Эак протянул ему руку, предлагая дружбу.

– Черт возьми, – пробормотал Эвностий, но, хоть и с большой неохотой, все же пожал ее. Рука была холодная, дрожащая, но крепкая. Случилось самое худшее. Он стал другом человека, который отнял у него невесту. «Кончится тем, что я подарю им на свадьбу свою черепаху», – подумал он.

Глава X

Когда я услышала, что Эвностий и Эак стали друзьями, то подумала, что так будет лучше для Эвностия. Теперь он смирится с мыслью, что Кора не его, и успокоится. Иллюзии исчезнут, он будет любить ее такой, какая она есть на самом деле со всеми ее недостатками.

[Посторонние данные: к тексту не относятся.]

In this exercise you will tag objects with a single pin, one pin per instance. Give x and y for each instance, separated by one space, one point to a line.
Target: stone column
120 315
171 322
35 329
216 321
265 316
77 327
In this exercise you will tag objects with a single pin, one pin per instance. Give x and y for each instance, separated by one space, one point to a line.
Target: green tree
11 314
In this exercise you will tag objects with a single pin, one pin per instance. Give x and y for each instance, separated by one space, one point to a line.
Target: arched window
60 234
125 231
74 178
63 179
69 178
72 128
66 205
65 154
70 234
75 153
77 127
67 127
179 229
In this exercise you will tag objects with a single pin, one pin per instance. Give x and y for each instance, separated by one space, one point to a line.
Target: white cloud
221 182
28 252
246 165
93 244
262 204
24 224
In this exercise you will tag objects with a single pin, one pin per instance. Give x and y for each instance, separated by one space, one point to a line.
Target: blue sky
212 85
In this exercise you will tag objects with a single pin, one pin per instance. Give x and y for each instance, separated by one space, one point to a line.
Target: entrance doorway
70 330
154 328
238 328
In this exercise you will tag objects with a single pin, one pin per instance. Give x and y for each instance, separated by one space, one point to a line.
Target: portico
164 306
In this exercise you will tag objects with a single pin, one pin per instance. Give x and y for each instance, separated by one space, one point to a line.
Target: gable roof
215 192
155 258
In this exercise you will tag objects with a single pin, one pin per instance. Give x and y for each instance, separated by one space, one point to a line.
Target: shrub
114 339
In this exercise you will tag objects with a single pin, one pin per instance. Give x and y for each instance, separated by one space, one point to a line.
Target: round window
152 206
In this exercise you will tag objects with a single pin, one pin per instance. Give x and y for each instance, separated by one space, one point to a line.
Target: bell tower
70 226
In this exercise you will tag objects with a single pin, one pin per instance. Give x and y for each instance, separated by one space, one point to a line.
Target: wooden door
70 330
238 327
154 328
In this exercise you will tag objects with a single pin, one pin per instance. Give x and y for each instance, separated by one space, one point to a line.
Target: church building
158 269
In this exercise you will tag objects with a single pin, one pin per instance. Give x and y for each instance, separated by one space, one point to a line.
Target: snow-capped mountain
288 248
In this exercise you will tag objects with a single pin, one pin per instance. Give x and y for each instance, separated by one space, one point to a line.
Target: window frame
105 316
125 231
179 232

Если твою любовь отвергли и ты навсегда расстался с любимым человеком, он часто становится для тебя еще дороже, ты во всем начинаешь винить себя и думаешь: «Если бы я был более достойным…» Но замужняя Кора, занятая обычными домашними делами, хоть и осталась так же красива и добра, но мало чем отличалась от других дриад из плоти и зеленой крови.

К чести Эвностия надо сказать, что он не стал рыдать над утраченной любовью подобно неразумному теленку. Ему было уже почти шестнадцать, и вел он себя как взрослый мужчина. Никаких восторженных взглядов, никаких комплиментов, нашептываемых тайком, лишь открытая грубовато-добродушная привязанность брата. Кора хотела этого и была ему благодарна. Она получила сразу и брата, и мужа. Вместе с Эаком она часто приходила к Эвностию в гости, объясняла ему, что надо сделать, чтобы цветы шиповника стали еще ярче, и поправляла молодые побеги, обвивающие решетку. Нередко она приносила жареные желуди, прибиралась в мастерской и соткала Эвностию в подарок точно такую же набедренную повязку, как та, в которой Эак впервые появился в лесу. Только у Эака ткань была пурпурного цвета, а у Эвностия – зеленого, а на пряжке вместо зимородка была изображена черепаха, но от этого наряд не казался менее роскошным.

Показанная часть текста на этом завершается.